From 26583da2ea985348ad29e6fd5afc5bf0c2830ae0 Mon Sep 17 00:00:00 2001
From: tuan <tuanhxh1@gmail.com>
Date: Fri, 21 Apr 2023 15:41:27 +0700
Subject: [PATCH] Update Script Block Text When Run Phant0m Script

---
 .../powershell/powershell_script/posh_ps_susp_keywords.yml  | 6 ++++--
 1 file changed, 4 insertions(+), 2 deletions(-)
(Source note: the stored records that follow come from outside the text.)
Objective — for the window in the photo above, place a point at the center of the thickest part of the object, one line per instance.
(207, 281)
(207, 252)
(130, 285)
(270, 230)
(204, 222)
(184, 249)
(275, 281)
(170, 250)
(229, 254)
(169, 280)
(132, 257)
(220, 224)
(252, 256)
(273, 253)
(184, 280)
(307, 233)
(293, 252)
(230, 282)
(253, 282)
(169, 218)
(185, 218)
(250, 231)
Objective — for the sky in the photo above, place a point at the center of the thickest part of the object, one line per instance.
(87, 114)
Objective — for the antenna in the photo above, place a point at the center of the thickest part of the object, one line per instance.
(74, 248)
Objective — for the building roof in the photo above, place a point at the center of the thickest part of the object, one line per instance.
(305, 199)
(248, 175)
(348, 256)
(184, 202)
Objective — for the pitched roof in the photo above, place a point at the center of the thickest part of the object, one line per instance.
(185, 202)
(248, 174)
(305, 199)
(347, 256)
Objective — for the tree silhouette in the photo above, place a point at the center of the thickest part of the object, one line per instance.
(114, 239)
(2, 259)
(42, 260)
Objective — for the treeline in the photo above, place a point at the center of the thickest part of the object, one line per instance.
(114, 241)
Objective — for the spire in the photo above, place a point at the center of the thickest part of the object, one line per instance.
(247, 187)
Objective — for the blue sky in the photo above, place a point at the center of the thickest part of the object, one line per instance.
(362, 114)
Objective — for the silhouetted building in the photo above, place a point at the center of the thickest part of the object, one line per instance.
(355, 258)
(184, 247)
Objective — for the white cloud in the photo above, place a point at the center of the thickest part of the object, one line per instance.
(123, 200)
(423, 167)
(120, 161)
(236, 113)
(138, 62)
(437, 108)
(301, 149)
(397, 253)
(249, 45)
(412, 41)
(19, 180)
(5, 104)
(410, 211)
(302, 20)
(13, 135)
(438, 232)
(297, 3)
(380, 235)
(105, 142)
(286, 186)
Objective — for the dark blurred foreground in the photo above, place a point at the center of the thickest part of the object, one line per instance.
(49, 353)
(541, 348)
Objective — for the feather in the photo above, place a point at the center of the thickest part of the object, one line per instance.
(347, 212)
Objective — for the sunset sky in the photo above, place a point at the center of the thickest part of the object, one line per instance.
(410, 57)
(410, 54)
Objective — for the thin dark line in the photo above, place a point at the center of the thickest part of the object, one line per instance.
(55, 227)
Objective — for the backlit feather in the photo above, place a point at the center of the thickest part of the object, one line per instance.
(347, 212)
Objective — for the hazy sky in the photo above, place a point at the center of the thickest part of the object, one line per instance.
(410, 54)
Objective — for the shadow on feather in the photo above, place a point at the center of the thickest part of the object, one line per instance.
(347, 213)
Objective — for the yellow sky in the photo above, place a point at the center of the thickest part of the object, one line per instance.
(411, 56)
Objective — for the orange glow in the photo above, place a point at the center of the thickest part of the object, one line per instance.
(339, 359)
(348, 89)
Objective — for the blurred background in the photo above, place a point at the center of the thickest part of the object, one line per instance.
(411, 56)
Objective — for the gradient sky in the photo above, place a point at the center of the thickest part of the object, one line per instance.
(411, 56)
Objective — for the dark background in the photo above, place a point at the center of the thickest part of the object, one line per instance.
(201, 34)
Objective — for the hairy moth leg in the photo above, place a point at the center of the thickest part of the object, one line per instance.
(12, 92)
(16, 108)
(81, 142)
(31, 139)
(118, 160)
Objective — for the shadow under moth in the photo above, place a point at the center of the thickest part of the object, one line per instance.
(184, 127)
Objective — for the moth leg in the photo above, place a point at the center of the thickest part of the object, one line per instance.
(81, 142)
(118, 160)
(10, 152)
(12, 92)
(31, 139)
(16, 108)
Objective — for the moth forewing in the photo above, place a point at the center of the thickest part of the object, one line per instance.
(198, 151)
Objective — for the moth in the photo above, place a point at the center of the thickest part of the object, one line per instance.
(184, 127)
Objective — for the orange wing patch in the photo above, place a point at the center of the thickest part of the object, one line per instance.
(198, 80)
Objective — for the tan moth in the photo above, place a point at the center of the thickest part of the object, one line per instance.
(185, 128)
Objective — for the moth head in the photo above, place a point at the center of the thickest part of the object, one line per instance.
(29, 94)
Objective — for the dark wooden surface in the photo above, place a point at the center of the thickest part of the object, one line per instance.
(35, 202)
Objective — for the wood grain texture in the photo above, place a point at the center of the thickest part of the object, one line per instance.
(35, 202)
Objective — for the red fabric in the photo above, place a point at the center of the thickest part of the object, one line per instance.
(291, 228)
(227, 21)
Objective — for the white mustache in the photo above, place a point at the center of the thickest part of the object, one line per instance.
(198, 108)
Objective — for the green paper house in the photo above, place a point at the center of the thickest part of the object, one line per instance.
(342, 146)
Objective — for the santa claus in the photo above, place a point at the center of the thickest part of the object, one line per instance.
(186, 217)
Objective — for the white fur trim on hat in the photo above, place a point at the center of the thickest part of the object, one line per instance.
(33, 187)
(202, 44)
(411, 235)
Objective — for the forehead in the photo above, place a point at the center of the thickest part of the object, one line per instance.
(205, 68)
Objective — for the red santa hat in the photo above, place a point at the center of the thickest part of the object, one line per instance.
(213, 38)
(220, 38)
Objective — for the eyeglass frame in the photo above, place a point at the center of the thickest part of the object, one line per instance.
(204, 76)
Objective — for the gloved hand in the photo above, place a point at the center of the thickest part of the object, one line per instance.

diff --git a/rules/windows/powershell/powershell_script/posh_ps_susp_keywords.yml b/rules/windows/powershell/powershell_script/posh_ps_susp_keywords.yml
index 9e7a60869..03ea34346 100644
--- a/rules/windows/powershell/powershell_script/posh_ps_susp_keywords.yml
+++ b/rules/windows/powershell/powershell_script/posh_ps_susp_keywords.yml
@@ -7,9 +7,9 @@ references:
     - https://github.com/PowerShellMafia/PowerSploit/blob/d943001a7defb5e0d1657085a77a0e78609be58f/CodeExecution/Invoke-ReflectivePEInjection.ps1
     - https://github.com/hlldz/Phant0m/blob/30c2935d8cf4aafda17ee2fab7cd0c4aa9a607c2/old/Invoke-Phant0m.ps1
     - https://gist.github.com/MHaggis/0dbe00ad401daa7137c81c99c268cfb7
-author: Florian Roth (Nextron Systems), Perez Diego (@darkquassar)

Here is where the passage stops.